Sinto o que não quero sentir, não sinto o que quero sentir, vejo o que não quero ver, não vejo o que desejo ver, ouço o que não quero ouvir, não ouço o que quero ouvir. O dilema que tem atormentado a minha vida no último ano, como era tão fácil revitalizar a alma quando se regressava à cidade onde se estudava depois de um fim-de-semana bem passado com os 'outros' amigos, que bom que eram os problemas 'fora de lá' que não nos atormentavam a vida, do acordar ao pôr-do-sol. Que bom que era, quando era eu e o que tinha para fazer, ou quando era eu e o que inventava para fazer. Acordando cada dia mais e mais realizado, mais desejoso de olhar o dia bom ou mau, dizer 'olá mundo', saudades de quando uma sensação de desrealização não passava de uma frase, saudades de quando verdadeiramente desrealizado, inconscientemente era feliz. Hoje, a angústia toma posse de quase toda a vida, não só a minha, não me tomo por coitadinho, não me tomem por coitadinho, como se costuma dizer, depois do sofrimento qualquer um é poeta, por isso escrevo em prosa, revoltado, sim, revoltado, porque odeio a ideia do egocentrismo mundial e no entanto não consigo olhar nada mais que o meu interior. Merda, onde foram os meus olhos que materializavam emoções e sentimentos numa simples folha de eucalipto já morta e pisada na estrada por onde caminhava? Merda para todas as sensações a que dou olhos e ouvidos e me deixam apenas a sentir aquilo que não quero sentir no início do texto. Merda de ideia paranóica acerca do pensamento alheio, ninguém consegue ler mentes merda, ninguém, para que sofrer ao tentar perceber se alguém se está a aperceber de alterações de humor tuas. Merda para a bola branca que aparece ao final de um minuto, quando já nem consegues controlar a divagação involuntária como mecanismo de defesa. Porque não consigo passar disto? Será assim tão difícil acordar mais um dia e não pensar que é um dia mais? Será possível não ter questões, e devolverem-me a minha consciência? Será possível reverter um pensamento?

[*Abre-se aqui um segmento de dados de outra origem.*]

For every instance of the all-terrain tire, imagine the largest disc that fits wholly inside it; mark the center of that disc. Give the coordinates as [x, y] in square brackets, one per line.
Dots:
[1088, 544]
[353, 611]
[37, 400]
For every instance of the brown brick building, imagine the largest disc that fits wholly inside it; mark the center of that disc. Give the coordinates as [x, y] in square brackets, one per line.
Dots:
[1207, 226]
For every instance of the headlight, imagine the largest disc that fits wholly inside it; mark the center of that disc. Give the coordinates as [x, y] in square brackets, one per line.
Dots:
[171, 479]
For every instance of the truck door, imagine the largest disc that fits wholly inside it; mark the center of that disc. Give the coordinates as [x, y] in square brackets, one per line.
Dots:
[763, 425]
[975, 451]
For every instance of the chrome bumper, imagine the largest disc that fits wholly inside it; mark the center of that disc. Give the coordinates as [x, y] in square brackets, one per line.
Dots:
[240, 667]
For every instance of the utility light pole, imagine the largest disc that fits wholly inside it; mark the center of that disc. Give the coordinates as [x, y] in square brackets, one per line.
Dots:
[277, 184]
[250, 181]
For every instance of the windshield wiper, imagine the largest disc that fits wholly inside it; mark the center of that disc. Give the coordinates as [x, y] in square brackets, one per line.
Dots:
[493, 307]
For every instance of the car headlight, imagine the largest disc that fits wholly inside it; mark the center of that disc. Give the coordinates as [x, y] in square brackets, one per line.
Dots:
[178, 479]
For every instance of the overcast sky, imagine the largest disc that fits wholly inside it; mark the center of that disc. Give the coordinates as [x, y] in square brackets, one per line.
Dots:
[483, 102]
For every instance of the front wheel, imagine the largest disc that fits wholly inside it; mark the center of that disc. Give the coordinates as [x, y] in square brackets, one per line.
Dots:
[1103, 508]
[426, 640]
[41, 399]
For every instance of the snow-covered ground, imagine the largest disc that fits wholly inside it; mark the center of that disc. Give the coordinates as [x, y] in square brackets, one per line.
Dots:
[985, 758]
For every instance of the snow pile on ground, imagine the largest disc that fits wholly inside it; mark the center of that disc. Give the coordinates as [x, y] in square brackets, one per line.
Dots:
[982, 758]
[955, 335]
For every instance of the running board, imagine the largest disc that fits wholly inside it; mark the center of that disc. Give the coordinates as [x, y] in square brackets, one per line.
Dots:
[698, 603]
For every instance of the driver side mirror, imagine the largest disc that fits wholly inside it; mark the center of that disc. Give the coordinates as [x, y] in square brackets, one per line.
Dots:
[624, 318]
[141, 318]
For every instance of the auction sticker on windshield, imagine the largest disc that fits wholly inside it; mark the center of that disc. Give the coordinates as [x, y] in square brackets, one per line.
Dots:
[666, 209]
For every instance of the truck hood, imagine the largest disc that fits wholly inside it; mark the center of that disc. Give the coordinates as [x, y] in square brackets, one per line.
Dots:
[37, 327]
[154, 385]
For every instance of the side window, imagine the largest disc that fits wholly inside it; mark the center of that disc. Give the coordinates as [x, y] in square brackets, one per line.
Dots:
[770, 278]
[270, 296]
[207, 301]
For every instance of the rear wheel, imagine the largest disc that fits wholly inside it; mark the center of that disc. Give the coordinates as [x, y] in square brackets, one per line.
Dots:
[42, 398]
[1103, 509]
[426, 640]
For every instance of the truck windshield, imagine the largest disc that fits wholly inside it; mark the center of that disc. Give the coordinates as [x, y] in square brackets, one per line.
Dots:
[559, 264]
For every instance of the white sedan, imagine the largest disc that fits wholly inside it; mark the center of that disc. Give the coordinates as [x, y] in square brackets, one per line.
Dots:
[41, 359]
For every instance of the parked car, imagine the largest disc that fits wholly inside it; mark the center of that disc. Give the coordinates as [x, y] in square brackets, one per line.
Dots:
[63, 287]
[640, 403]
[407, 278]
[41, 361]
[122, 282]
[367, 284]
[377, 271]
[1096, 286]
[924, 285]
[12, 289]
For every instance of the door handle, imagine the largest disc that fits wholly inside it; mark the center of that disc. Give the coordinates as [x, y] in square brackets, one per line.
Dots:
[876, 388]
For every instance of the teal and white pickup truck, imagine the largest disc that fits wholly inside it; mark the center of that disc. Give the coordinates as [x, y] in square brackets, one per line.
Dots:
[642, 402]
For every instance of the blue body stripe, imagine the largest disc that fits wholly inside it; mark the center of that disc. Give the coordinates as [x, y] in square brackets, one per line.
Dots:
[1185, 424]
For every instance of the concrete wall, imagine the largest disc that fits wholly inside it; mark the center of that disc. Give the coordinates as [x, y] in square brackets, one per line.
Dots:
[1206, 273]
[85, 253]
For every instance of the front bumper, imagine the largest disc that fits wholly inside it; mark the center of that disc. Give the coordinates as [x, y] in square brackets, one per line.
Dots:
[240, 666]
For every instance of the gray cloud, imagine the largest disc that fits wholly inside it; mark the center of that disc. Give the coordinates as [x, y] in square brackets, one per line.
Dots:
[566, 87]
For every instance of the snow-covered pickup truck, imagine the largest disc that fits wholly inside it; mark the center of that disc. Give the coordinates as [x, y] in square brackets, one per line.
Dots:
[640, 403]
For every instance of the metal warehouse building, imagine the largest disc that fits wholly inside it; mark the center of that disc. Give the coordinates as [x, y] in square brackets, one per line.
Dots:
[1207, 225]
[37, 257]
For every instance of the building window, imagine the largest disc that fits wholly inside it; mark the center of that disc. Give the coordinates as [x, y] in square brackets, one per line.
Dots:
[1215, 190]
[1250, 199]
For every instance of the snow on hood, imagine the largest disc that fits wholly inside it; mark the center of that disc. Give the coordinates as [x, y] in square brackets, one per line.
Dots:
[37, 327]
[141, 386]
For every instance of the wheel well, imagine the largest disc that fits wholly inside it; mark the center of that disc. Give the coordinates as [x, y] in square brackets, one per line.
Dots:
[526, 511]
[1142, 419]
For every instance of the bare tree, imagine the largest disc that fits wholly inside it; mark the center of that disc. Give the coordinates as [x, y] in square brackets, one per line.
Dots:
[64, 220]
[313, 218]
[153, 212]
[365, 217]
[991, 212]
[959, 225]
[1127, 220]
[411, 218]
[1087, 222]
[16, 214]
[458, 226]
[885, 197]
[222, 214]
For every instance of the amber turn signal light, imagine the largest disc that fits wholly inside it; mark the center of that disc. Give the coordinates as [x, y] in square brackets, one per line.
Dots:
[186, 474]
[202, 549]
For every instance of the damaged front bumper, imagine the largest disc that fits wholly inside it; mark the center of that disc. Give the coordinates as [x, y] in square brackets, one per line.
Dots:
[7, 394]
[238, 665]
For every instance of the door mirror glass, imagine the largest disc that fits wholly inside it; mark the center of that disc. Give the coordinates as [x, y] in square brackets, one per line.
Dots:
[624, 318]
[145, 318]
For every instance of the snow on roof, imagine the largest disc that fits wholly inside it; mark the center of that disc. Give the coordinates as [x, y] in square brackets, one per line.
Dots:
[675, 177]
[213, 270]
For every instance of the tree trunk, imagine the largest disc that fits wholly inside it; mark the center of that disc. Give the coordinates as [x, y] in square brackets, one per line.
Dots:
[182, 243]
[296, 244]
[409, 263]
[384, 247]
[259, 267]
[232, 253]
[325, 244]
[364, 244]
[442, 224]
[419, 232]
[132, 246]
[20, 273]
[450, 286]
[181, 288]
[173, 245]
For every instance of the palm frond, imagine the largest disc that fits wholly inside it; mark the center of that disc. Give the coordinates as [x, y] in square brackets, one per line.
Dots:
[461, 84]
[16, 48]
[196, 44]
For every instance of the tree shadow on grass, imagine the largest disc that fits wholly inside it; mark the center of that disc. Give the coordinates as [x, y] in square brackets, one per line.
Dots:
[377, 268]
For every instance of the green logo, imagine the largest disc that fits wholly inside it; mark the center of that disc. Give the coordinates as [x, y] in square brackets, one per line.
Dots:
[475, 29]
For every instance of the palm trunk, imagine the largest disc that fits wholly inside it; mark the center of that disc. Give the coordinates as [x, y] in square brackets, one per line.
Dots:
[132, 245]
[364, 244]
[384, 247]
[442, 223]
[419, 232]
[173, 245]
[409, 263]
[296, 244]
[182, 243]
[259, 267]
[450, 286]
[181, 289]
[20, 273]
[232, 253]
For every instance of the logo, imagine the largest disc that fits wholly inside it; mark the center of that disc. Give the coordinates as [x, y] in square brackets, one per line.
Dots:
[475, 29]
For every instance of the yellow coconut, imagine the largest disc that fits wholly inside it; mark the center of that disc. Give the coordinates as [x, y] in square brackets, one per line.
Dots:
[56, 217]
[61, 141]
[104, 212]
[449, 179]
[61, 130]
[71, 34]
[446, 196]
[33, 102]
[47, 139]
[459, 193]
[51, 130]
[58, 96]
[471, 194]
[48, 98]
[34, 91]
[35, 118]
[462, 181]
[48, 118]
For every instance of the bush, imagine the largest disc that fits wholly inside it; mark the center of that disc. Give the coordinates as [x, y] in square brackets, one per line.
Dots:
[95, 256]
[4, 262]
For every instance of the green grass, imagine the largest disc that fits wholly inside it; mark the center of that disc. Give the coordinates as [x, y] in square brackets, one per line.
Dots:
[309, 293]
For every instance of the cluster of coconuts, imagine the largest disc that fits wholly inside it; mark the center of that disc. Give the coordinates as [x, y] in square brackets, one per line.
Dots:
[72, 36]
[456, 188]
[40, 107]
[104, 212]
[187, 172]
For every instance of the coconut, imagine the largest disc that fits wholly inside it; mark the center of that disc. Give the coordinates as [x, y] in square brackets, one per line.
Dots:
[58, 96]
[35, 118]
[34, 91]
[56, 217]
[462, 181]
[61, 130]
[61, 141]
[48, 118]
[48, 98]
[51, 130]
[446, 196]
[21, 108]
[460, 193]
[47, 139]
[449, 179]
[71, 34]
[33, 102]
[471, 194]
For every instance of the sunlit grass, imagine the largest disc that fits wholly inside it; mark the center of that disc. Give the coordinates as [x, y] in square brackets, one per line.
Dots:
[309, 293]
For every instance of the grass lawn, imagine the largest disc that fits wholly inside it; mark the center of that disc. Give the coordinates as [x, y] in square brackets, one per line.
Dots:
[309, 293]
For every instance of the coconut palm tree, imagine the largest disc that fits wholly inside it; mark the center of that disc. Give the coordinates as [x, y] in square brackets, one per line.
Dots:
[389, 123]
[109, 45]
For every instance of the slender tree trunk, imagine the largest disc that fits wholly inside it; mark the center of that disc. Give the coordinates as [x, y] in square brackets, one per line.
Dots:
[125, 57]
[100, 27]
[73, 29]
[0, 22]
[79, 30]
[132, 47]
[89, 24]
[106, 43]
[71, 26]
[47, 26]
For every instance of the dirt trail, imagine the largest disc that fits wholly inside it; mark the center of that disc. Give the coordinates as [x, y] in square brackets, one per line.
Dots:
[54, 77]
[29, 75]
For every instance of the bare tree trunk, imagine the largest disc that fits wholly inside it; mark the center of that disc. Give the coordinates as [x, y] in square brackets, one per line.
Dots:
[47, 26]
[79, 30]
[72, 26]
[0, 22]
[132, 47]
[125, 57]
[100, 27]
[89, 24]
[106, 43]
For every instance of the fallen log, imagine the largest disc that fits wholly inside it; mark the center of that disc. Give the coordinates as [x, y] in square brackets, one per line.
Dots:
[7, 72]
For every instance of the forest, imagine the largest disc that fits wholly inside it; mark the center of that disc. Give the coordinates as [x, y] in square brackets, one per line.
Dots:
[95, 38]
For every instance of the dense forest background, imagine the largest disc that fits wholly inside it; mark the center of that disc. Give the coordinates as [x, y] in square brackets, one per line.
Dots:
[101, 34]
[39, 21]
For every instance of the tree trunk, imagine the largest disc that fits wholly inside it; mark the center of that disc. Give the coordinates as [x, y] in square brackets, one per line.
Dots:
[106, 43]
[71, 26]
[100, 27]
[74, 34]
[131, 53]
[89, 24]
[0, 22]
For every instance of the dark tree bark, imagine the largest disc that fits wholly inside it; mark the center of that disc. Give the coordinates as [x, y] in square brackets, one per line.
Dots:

Será que não sou capaz de escrever uma merda de um texto que não tenha uma pergunta.
1 comentário:
como te percebo... mesmo! =)
"Mando para trás das costas todos os momentos de angústia. Chegou a hora da mudança é o presente que me elucida.
Vou-me deixar de nóias, paranóias absurdas, tudo se transforma com o tempo e a minha vida segue as mesmas condutas.
Por momentos adormeço, caio na exaustão, no desassossego, num desconforto angustiante, MEMÓRIAS?! é isto que elas me dão."
É uma luta diária o sentido da existência.